Horstberg als Gesundheitsstandort: Strauss-Vertraute legt Gutachten vor

"Die Kurstadt Bad Orb verfolgt seit mehreren Jahren eine strategische Neuausrichtung ihres Gesundheitsangebotes", so die Bad Orb Kur GmbH in einer Pressemitteilung.

Ziel sei es, die knapp 200-jährige Kurtradition in eine zeitgemäße, zukunftsorientierte Gesundheitsdestination zu überführen. Damit reagiere Bad Orb nicht nur auf die veränderten gesundheitlichen Bedarfe der Bevölkerung und Gäste, sondern auch auf die wachsende Bedeutung präventiver und naturbasierter Therapieformen.

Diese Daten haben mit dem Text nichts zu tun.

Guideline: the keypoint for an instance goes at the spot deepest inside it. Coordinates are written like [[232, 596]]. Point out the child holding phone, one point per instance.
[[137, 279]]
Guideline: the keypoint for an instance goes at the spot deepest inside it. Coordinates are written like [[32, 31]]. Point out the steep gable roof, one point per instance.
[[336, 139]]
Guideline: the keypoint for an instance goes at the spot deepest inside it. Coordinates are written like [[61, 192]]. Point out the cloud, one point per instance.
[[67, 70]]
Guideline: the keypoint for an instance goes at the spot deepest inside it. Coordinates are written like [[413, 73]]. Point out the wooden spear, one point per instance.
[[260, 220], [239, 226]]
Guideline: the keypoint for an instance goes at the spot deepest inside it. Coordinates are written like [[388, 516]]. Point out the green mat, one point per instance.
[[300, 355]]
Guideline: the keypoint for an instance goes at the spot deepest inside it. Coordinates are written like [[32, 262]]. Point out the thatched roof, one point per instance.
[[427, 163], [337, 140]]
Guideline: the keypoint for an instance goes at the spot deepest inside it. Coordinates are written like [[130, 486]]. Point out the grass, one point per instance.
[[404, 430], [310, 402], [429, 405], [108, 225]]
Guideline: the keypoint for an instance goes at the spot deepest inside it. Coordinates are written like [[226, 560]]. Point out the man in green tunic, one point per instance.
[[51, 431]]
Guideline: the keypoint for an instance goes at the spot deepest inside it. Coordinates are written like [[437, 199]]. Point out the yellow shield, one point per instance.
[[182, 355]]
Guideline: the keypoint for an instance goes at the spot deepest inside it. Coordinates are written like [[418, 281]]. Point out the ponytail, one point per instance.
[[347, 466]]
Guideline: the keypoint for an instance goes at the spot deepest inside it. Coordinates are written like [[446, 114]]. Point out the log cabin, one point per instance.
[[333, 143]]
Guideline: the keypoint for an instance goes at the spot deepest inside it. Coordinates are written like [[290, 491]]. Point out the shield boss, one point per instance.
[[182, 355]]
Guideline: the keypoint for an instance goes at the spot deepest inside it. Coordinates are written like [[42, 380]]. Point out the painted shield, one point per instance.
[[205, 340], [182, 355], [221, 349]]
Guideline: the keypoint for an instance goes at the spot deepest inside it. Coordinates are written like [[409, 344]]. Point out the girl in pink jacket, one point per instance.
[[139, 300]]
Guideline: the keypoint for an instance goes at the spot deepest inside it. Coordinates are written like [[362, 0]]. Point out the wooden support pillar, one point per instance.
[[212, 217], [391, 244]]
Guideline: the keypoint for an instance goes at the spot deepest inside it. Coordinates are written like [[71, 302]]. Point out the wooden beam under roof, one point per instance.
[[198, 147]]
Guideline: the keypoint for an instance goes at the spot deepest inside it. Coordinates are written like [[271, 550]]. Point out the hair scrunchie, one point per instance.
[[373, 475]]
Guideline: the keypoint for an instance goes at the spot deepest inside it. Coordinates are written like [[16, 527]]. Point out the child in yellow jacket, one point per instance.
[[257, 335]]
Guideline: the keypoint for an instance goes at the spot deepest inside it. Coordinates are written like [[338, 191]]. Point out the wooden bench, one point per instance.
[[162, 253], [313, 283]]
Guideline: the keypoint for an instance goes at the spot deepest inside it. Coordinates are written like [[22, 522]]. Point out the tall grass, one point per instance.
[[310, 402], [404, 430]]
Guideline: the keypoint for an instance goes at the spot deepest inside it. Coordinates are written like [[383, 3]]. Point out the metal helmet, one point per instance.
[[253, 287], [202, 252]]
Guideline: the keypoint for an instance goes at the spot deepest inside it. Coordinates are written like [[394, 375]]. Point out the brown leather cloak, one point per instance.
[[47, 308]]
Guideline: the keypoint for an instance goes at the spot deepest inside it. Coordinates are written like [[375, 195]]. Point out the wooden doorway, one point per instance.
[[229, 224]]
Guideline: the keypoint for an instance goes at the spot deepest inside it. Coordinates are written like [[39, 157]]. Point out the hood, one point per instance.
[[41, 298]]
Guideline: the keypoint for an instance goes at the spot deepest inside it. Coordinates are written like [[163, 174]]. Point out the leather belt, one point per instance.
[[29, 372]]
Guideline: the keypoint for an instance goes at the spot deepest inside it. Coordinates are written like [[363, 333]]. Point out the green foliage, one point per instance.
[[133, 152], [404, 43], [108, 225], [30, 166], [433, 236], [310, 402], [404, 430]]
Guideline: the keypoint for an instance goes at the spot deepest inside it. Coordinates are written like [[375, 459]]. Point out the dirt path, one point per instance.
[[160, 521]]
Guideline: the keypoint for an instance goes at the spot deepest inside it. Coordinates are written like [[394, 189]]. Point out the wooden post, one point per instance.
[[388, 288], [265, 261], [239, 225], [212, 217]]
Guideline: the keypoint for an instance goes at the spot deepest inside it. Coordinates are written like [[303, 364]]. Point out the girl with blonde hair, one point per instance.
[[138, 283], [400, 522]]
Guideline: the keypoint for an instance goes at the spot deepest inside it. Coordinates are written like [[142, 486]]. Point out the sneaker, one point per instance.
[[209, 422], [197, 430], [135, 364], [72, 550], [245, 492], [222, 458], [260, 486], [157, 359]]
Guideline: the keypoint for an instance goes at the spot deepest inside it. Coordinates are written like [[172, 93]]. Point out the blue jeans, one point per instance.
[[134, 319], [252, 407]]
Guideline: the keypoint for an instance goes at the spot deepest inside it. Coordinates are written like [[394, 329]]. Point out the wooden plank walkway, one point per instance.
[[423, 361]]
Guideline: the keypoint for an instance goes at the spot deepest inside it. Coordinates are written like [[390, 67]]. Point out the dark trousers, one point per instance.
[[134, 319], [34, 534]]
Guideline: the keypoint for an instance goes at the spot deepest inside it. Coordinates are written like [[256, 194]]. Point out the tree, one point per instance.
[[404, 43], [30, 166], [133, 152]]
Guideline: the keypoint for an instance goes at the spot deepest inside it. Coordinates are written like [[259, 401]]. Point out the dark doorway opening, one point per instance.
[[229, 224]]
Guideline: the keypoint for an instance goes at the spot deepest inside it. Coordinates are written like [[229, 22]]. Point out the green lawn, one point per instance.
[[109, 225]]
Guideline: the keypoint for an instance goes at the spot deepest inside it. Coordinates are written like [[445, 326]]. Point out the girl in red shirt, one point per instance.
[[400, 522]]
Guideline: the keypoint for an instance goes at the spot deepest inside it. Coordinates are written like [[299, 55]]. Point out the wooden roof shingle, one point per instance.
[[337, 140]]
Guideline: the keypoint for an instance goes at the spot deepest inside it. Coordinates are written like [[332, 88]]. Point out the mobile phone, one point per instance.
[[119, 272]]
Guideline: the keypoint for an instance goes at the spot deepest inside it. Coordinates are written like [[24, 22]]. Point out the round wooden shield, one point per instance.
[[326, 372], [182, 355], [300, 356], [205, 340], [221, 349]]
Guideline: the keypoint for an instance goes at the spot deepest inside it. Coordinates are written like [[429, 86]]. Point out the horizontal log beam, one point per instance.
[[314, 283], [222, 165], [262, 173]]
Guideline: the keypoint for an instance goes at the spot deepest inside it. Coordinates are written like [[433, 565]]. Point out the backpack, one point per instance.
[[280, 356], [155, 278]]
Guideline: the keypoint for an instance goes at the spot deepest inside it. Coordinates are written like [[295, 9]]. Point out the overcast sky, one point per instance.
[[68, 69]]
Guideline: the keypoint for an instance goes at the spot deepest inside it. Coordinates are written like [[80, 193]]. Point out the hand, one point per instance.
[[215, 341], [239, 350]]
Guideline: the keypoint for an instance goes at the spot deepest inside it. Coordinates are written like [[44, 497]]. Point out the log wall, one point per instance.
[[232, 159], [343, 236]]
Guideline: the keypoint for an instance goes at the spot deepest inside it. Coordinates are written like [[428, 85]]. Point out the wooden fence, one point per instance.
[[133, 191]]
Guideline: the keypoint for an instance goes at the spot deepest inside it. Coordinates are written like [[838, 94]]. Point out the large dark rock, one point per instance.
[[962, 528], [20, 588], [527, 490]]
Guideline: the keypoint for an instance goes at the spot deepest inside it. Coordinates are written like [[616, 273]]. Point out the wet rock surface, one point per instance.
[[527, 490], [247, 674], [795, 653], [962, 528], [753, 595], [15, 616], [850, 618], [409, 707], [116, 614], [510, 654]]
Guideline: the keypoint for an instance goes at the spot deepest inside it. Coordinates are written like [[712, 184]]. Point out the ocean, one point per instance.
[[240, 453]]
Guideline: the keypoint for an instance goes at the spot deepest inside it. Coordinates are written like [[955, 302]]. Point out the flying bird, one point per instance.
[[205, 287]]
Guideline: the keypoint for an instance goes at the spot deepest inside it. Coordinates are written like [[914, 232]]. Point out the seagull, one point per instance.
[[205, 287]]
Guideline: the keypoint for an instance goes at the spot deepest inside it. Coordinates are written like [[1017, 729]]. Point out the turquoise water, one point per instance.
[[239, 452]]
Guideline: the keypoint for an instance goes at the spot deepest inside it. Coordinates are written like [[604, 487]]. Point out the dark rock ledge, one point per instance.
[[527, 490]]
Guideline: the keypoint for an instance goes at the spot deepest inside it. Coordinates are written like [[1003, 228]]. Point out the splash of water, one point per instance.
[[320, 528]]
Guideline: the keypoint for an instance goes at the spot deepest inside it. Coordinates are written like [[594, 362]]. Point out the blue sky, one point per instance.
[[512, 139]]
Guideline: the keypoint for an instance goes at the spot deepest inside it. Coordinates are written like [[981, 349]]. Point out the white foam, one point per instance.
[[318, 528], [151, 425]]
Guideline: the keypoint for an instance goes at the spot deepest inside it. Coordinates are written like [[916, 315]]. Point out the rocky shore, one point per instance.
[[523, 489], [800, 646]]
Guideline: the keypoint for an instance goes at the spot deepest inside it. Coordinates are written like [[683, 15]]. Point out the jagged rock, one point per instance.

Steffen Kempa, Geschäftsführer der Kurgesellschaft, will diesen Weg konsequent weiterverfolgen. „Wir haben in Bad Orb einen umfassenden Entwicklungs- und Transformationsprozess angestoßen. Einerseits entsteht derzeit mit der Walderlebniswelt ein attraktives touristisches Angebot, andererseits wird gemeinsam mit der ALEA Foundation die gesundheitsbezogene Infrastruktur gezielt ausgebaut. Zentrale Elemente dieser Entwicklung sind das neue Badehaus und Gesundheitszentrum BALNOVA sowie der geplante Kur- und Heilwald CURA SILVA am Horstberg, wo naturbasierte Therapieverfahren in ein ganzheitliches Behandlungskonzept integriert werden sollen."

Kempa begrüßt in diesem Zusammenhang die Entscheidung der Politik, die Bürgerschaft aktiv einzubeziehen: „Am 15. März entscheiden die Bürgerinnen und Bürger Bad Orbs in einem Bürgerentscheid darüber, ob sie diese langfristige Entwicklungsstrategie mittragen.“ Hintergrund ist laut seinen Angaben die Einschätzung von Fachleuten, dass das neue Gesundheitskonzept nur schwer mit dem von Hessen.Forst und Ørsted geplanten Windpark vereinbar sei. „Sollte der Windpark realisiert werden, besteht die Gefahr, dass Bad Orb seine positive Entwicklungsperspektive verliert“, so der Geschäftsführer der Kurgesellschaft.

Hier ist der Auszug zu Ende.